Верзила с явным облегчением покачал головой.

– Сразу надо было сказать! Мы в одной лодке.

– Минуту назад ты собирался нас прикончить!

– Ну, не мог же я наследить, оставив двух свидетелей. Теперь я знаю, что вы на нас не настучите. Эта вилла – база для отправки беженцев морем. В бухту за ними приходят корабли.

– Куда их везут?

– Куда они хотят, ясное дело! Исламские страны, Америка, Азия, Австралия… Зависит от них. Особенно от их финансовых возможностей.

– Те, что отправляются сегодня ночью, куда едут?

– Можно мне опустить руки?

Стеф в знак согласия мотнула головой.

– Это усамы, – продолжал верзила, растирая плечо. – Они хотели попасть в Турцию, но денег у них не хватило, и их высадят в Албании. Там они попробуют найти другую базу для отправки в Турцию. Хотя можно было бы и не суетиться: они метеки, и среди других метеков сойдут за своих.

Он расхохотался, довольный своей шуткой.

– Сколько за Албанию? – спросила Стеф.

От изумления верзила вытаращил глаза и сморщил лоб.

– Что вы забыли в Албании? Там же давнее гнездо усамов. Настоящая навозная куча.

– Сколько?

– Ну, не знаю. Что-нибудь порядка трех тысяч евро. С человека, ясное дело.

Сумма ошеломила Пиба. Он не считал, сколько забрал из кассы магазина готового платья, но денег требовалось явно больше. И потом, их собеседник прав: на кой черт им соваться в это осиное гнездо, Албанию?

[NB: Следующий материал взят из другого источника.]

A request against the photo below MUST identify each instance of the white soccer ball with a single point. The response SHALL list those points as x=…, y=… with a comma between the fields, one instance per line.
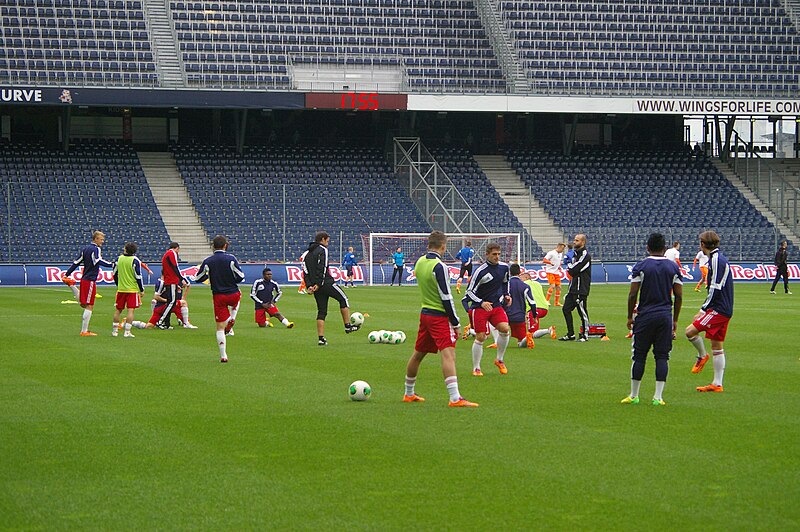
x=359, y=391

Он смутно помнил, что Европа аннексировала эту исламскую страну как раз перед войной. В качестве оправдания выдвинули военную безопасность. Та же история с Боснией и другими мусульманскими регионами Европы. Жителей не стали обращать в христианскую веру: их попросту истребили, имущество и землю конфисковали. На уроках истории открыто говорили о пакте ХОЕТ, христианском освоении европейских территорий. Пиб и его приятели пускали девчонкам пыль в глаза, выдумывая шуточки типа маньяк – бошняк, аллахсранец – албанец.

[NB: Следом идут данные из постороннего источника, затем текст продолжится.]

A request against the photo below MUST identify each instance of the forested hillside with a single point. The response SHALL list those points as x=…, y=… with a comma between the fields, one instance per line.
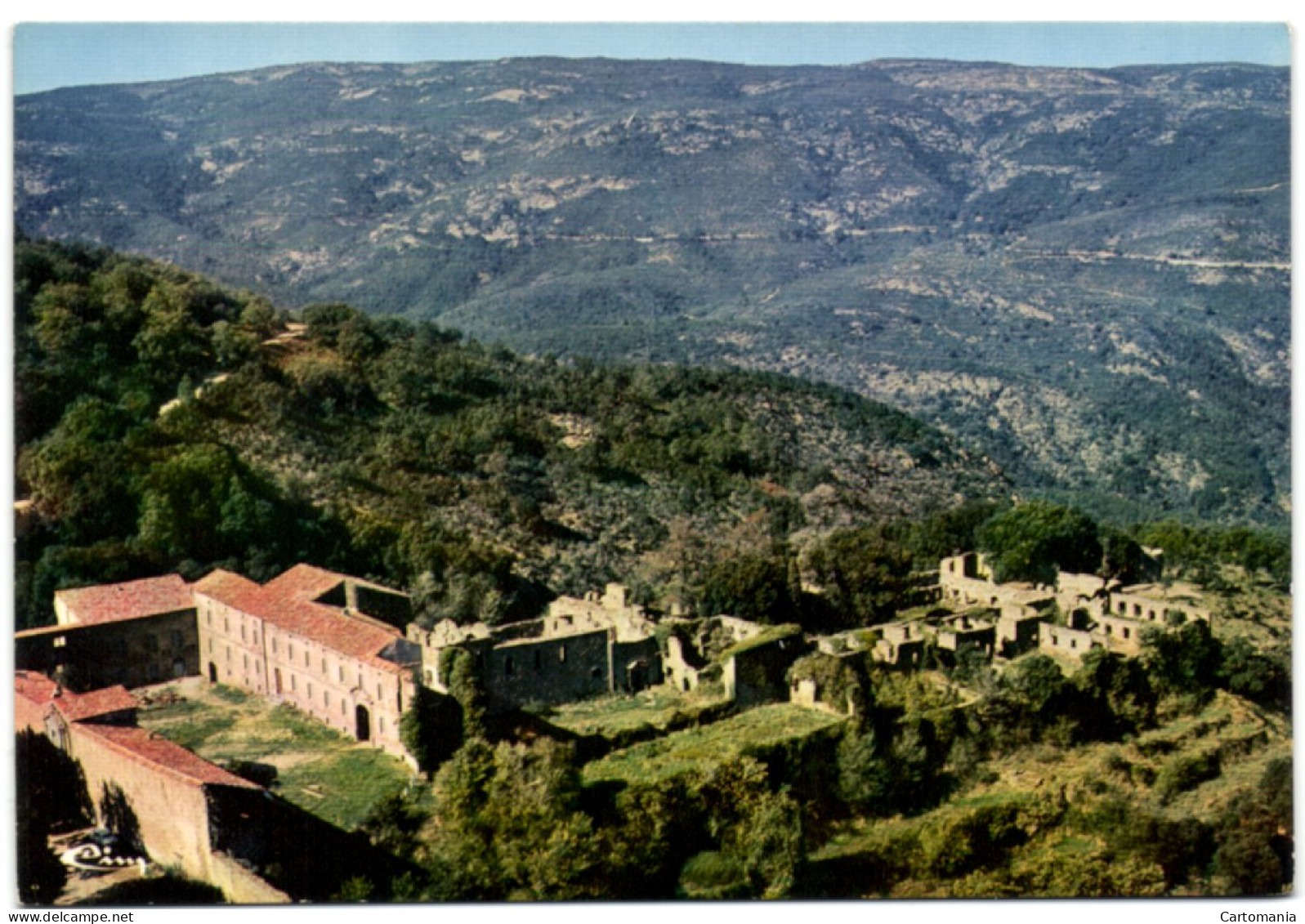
x=165, y=423
x=1082, y=275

– А если я дам пять тысяч за нас обоих?

Верзила сделал вид, будто напряженно размышляет, но вспыхнувшие глаза показали, что он почуял выгодную сделку.

– Ну… не знаю, хватит ли пищи и воды на всех на этом корабле. И потом, я тут не один решаю. Мне надо переговорить с ребятами. Идите за мной.

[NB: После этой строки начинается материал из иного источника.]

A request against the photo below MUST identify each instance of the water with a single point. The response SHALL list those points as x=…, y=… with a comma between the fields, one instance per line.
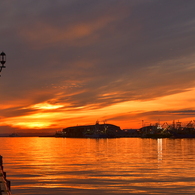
x=99, y=166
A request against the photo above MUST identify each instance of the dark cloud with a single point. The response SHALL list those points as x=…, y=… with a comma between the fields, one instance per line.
x=95, y=53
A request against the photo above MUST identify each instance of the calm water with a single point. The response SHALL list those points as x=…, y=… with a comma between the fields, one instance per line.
x=99, y=166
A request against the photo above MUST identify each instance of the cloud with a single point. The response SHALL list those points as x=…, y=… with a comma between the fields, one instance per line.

Он повернулся на каблуках и пошел к вилле, двигаясь с видимой непринужденностью. Но можно было догадаться, как перекатываются мускулы спины под его курткой. Пиб выждал, пока он не отошел на несколько метров, и обернулся к Стеф:

– Откуда ты пять тысяч евро возьмешь?

– Я прошлась по всем магазинам отравленного города с моими монгольскими друзьями. Настоящая охота за деньгами.

– Почему ты мне не сказала?

– Ты никогда меня не спрашивал.

– Зачем нам тащиться в Албанию?

Стеф задрала подол и сунула пистолет за резинку чулка. Даже беглого взгляда на ляжки и бедра хватило, чтобы Пиб ощутил острое желание, поднимавшееся из нижней части живота.

– Нам останется только пересечь Болгарию, чтобы добраться до Карпат. В качестве поощрительной премии – небольшой круиз по Средиземному морю.

– Я этому типу не доверяю.

– Я тоже. Но ни он, ни его дружки не устоят перед искушением прикарманить пять тысяч евро. Разве я не говорила тебе, что мы нашли решение проблемы?

Она рассмеялась и, в свою очередь, пошла по усыпанной белым гравием дорожке, которая вела к входным дверям виллы.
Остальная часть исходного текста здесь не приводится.